Se nos antoja difícil de asimilar que aquéllos que van perdiendo facultades, vencidos ante una senectud que se apodera del cuerpo pero, sobre todo, de su mente, sean los mismos con los que compartíamos bocadillos y paseos en los pinares de Cuenca; o que la anciana que ahora apenas recuerda su nombre fuera la misma atareada y jovial madre que nos tapaba cada noche, después de un breve rezo.

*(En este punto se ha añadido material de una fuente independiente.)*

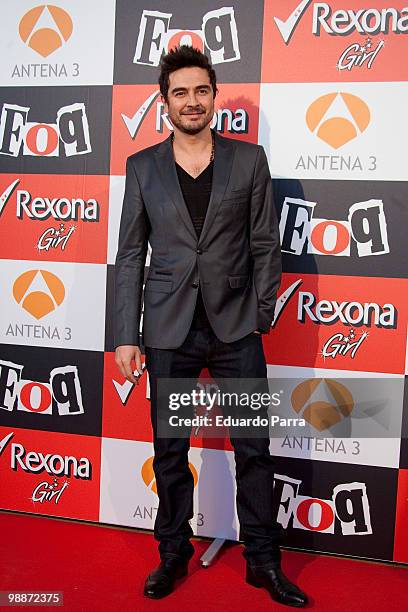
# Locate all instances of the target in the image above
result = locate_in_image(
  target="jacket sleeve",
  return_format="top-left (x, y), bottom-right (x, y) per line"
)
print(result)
top-left (250, 146), bottom-right (282, 334)
top-left (114, 156), bottom-right (150, 348)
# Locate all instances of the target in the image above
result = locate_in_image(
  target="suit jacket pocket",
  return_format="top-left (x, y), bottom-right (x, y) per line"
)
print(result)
top-left (145, 279), bottom-right (173, 293)
top-left (221, 188), bottom-right (250, 205)
top-left (228, 275), bottom-right (249, 288)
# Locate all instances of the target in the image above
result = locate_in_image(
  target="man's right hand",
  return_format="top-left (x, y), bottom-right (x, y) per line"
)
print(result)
top-left (115, 345), bottom-right (144, 385)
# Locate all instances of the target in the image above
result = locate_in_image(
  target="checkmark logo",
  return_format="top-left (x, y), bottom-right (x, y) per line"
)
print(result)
top-left (112, 378), bottom-right (134, 405)
top-left (112, 364), bottom-right (146, 405)
top-left (121, 91), bottom-right (161, 139)
top-left (0, 178), bottom-right (19, 217)
top-left (271, 280), bottom-right (302, 328)
top-left (274, 0), bottom-right (312, 44)
top-left (0, 432), bottom-right (14, 458)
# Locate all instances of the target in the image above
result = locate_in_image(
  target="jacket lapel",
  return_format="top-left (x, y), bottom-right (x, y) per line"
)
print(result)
top-left (199, 130), bottom-right (235, 243)
top-left (154, 135), bottom-right (196, 240)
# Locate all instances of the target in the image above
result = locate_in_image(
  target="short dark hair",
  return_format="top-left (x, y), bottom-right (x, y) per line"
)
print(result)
top-left (159, 45), bottom-right (217, 102)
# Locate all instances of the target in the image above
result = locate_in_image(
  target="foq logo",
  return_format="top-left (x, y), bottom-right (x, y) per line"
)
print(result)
top-left (273, 1), bottom-right (408, 44)
top-left (291, 379), bottom-right (354, 431)
top-left (13, 270), bottom-right (65, 319)
top-left (0, 103), bottom-right (91, 158)
top-left (134, 8), bottom-right (240, 66)
top-left (306, 93), bottom-right (370, 149)
top-left (19, 5), bottom-right (73, 58)
top-left (274, 473), bottom-right (372, 535)
top-left (141, 456), bottom-right (198, 494)
top-left (279, 197), bottom-right (389, 258)
top-left (0, 360), bottom-right (84, 416)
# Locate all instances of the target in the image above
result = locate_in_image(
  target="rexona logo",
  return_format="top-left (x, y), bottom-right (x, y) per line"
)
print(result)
top-left (122, 90), bottom-right (249, 140)
top-left (19, 5), bottom-right (73, 58)
top-left (134, 8), bottom-right (240, 66)
top-left (13, 269), bottom-right (65, 319)
top-left (272, 279), bottom-right (396, 330)
top-left (0, 103), bottom-right (91, 157)
top-left (274, 473), bottom-right (372, 535)
top-left (274, 1), bottom-right (408, 44)
top-left (141, 456), bottom-right (198, 494)
top-left (291, 379), bottom-right (353, 431)
top-left (279, 197), bottom-right (389, 257)
top-left (0, 360), bottom-right (84, 416)
top-left (0, 178), bottom-right (99, 254)
top-left (306, 93), bottom-right (370, 149)
top-left (0, 432), bottom-right (90, 479)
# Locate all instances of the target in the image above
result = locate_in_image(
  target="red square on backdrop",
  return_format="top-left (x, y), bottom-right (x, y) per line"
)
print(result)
top-left (393, 469), bottom-right (408, 562)
top-left (262, 0), bottom-right (408, 83)
top-left (0, 174), bottom-right (109, 264)
top-left (0, 427), bottom-right (101, 521)
top-left (110, 83), bottom-right (260, 175)
top-left (263, 273), bottom-right (407, 374)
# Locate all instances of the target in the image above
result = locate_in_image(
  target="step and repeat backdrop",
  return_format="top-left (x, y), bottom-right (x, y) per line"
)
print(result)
top-left (0, 0), bottom-right (407, 563)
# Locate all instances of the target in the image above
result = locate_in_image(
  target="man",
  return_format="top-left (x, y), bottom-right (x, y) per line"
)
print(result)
top-left (114, 46), bottom-right (308, 607)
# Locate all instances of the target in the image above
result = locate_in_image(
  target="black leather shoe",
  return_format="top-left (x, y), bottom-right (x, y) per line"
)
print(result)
top-left (143, 558), bottom-right (189, 599)
top-left (246, 564), bottom-right (308, 607)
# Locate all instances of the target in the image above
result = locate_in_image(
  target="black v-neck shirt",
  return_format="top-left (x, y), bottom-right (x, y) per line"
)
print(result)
top-left (175, 160), bottom-right (214, 328)
top-left (175, 161), bottom-right (213, 238)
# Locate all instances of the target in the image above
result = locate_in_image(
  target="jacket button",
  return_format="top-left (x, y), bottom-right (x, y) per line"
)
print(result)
top-left (196, 249), bottom-right (202, 255)
top-left (192, 281), bottom-right (199, 288)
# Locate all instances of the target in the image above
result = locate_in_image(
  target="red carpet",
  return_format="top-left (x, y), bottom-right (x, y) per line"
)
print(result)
top-left (0, 511), bottom-right (406, 611)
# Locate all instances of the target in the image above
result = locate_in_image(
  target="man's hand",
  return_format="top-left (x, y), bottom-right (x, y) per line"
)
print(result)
top-left (115, 345), bottom-right (144, 385)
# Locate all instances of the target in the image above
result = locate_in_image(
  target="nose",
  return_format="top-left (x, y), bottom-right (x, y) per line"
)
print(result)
top-left (186, 91), bottom-right (199, 107)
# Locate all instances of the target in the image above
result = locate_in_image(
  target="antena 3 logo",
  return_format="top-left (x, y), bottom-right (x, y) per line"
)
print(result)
top-left (13, 5), bottom-right (80, 81)
top-left (19, 5), bottom-right (73, 58)
top-left (274, 1), bottom-right (408, 44)
top-left (13, 270), bottom-right (65, 319)
top-left (279, 197), bottom-right (389, 257)
top-left (0, 103), bottom-right (91, 157)
top-left (0, 361), bottom-right (84, 416)
top-left (134, 8), bottom-right (240, 66)
top-left (306, 93), bottom-right (370, 150)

No obstante, entiendo que debemos esforzarnos en mantener firmemente la voluntad de verlas tan sólo con los ojos de la generosidad y del agradecimiento, y no de la angustia por su deterioro, porque, cuando esto último nos sucede, el tiempo se convierte en vencedor en una batalla donde consigue arrebatarnos todo aquello tan mágico que vivimos a su lado.
Efectivamente, hay dolor; pero éste no debe ser más poderoso que el amor que supieron aquéllos compartir con nosotros; y jamás debemos consentir que el afecto que nos han dado tan generosamente, a pesar de nuestros olvidos, nuestros errores y nuestros egoísmos se transforme en una terrible apatía hacia las mínimas ilusiones cotidianas; una apatía que se apodera poco a poco del anciano, sin apenas darse cuenta; y que va ensombreciendo sus días y su memoria; y que se agiganta cuando cada jornada es vivida en una absoluta soledad.
Es difícil, pero hemos de encontrar en nosotros mismos la fuerza y la actitud para transmitirles la ilusión de esperar, en las noches de insomnio y de sufrimiento, la luz de cada mañana: basta con nuestro afecto y la expresión de nuestro agradecimiento; por lo que nos dieron, y lo que siguen ofreciéndonos cada día.